The event’s headline panel discussion included stakeholders from other sports too, including “West Ham United’s Alisha Lehmann, retired boxer and Olympic medallist Anthony Ogogo, wrestler Brad Slayer, actor Charlie Condou and journalist Nicky Bandini,” according to whufc.com.
At the event, Di Cunningham, the outgoing Chair of Pride in Football, said:
“I’m a bit overwhelmed! One hundred people signed up for this; that’s LGBT fans, plus other stakeholders in football who are interested in LGBT inclusion.
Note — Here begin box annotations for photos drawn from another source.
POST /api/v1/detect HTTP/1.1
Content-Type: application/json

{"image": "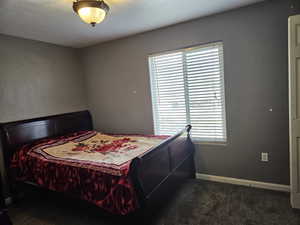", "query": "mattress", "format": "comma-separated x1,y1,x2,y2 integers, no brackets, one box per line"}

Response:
11,131,168,215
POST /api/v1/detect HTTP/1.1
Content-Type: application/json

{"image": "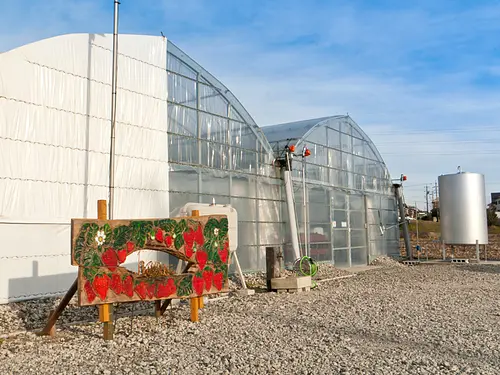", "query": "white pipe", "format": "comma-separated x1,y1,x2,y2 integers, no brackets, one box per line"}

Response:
283,170,300,259
107,0,120,220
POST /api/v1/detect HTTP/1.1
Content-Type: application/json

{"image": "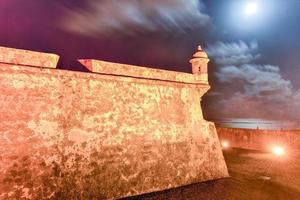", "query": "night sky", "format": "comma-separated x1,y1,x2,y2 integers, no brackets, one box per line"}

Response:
0,0,300,128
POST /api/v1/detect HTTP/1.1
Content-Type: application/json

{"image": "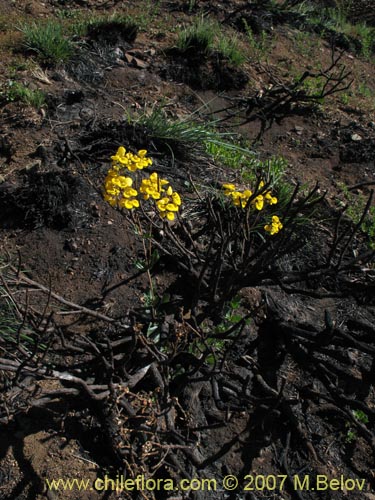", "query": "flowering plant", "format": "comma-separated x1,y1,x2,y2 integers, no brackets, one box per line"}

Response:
222,180,283,235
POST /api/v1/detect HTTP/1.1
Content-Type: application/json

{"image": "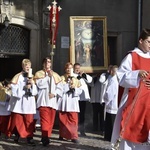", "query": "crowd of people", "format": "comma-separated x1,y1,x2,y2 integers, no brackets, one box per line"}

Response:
0,29,150,150
0,57,117,146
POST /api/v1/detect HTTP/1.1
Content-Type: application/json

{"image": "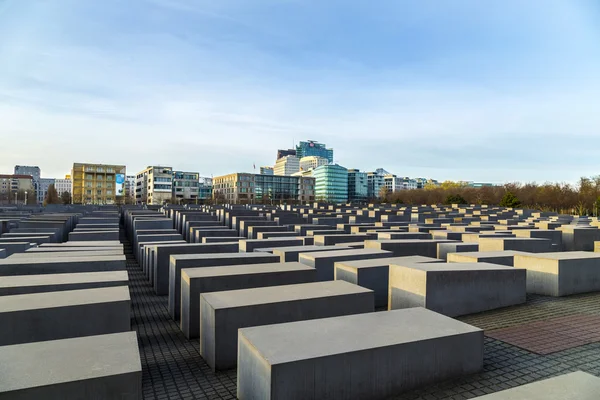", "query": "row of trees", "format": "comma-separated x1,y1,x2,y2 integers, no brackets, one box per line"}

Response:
379,176,600,215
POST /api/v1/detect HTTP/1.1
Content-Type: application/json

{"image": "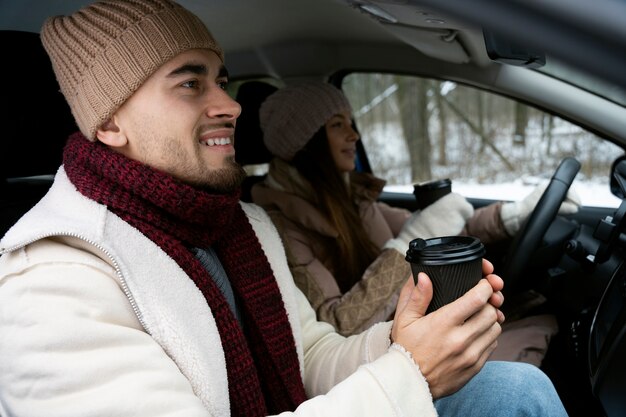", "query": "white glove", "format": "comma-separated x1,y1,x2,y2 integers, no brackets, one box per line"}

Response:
383,193,474,255
500,183,580,236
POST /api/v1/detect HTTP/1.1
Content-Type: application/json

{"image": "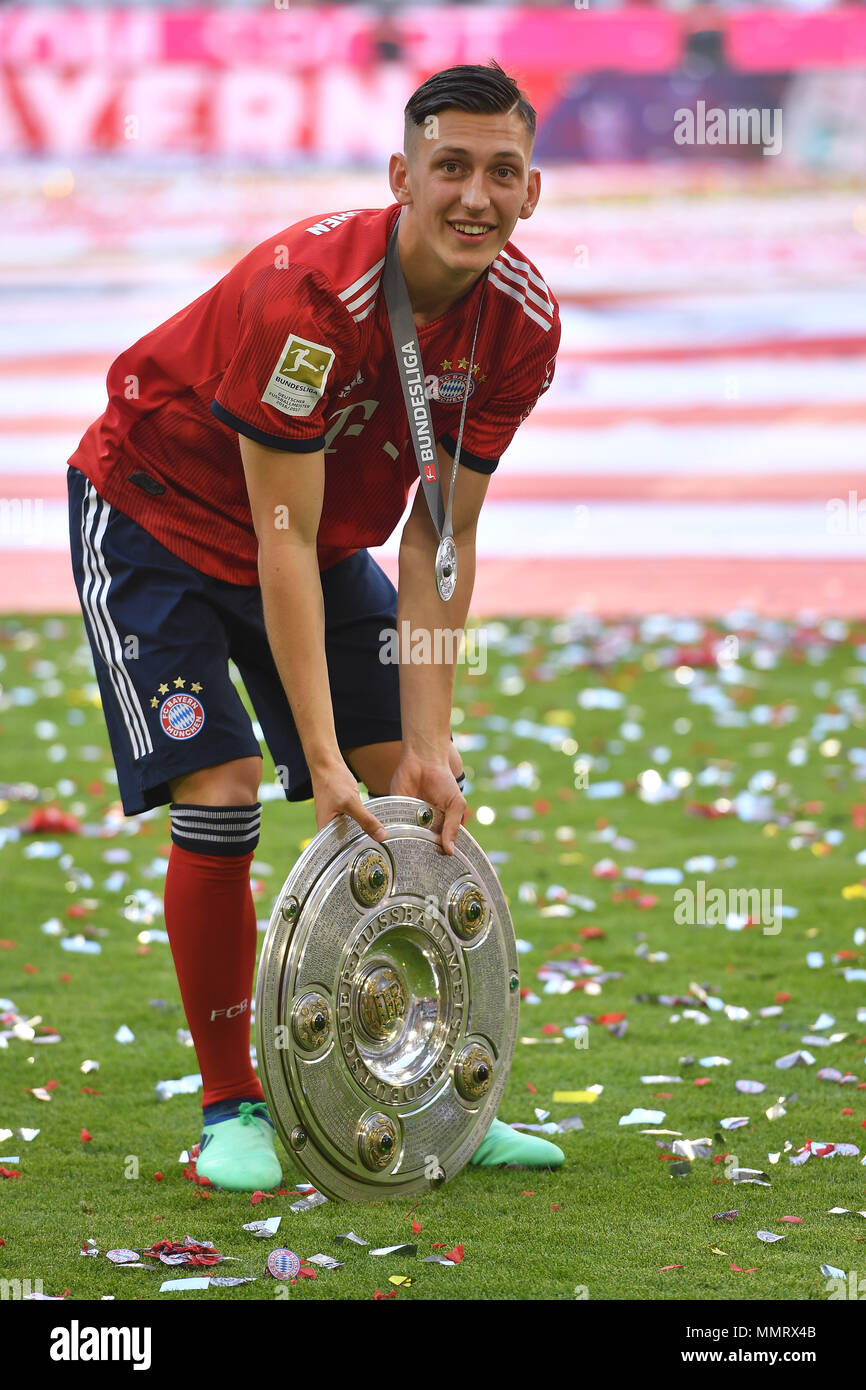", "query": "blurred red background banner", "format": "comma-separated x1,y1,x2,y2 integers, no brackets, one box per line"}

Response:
0,0,866,72
0,3,866,155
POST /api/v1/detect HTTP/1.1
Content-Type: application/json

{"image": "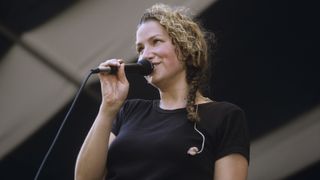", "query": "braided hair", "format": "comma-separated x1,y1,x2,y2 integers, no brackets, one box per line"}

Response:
138,4,212,122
“That is 100 people putting their heads together to solve some of the problems we still have. It isn’t all about celebrating how far we’ve come. We’ve still got to look at where we’ve got to go to. Events like today make me feel really, really good and hugely positive for the future.”
Their discussions are all the more important now considering FIFA’s recently re-emphasized rule allowing referees’ to end soccer matches if fans utter homophobic or racist chants.
Internationally, soccer has long struggled with eliminating hateful behavior amongst fans, but FIFA’s approach is just one of many ways to discourage queerphobia and make queer fans feel more welcome.
The Pride in Football website states:
It’s estimated that around 6% of the population are Lesbian, Gay, Bisexual and Trans; in football terms that’s more than 2000 LGBT fans at an average Premier League game or 5000 at Wembley. And yet more needs to be done to curb the homophobic abuse regularly heard in English and Welsh Football stadia, or to make LGBT supporters feel welcome.
That welcomeness is needed for athletes as well. A 2015 survey of 9,500 athletes from six English-speaking countries found 84% had witnessed homophobia in a sporting match and 80% didn’t feel safe being openly gay as a competitor or spectator.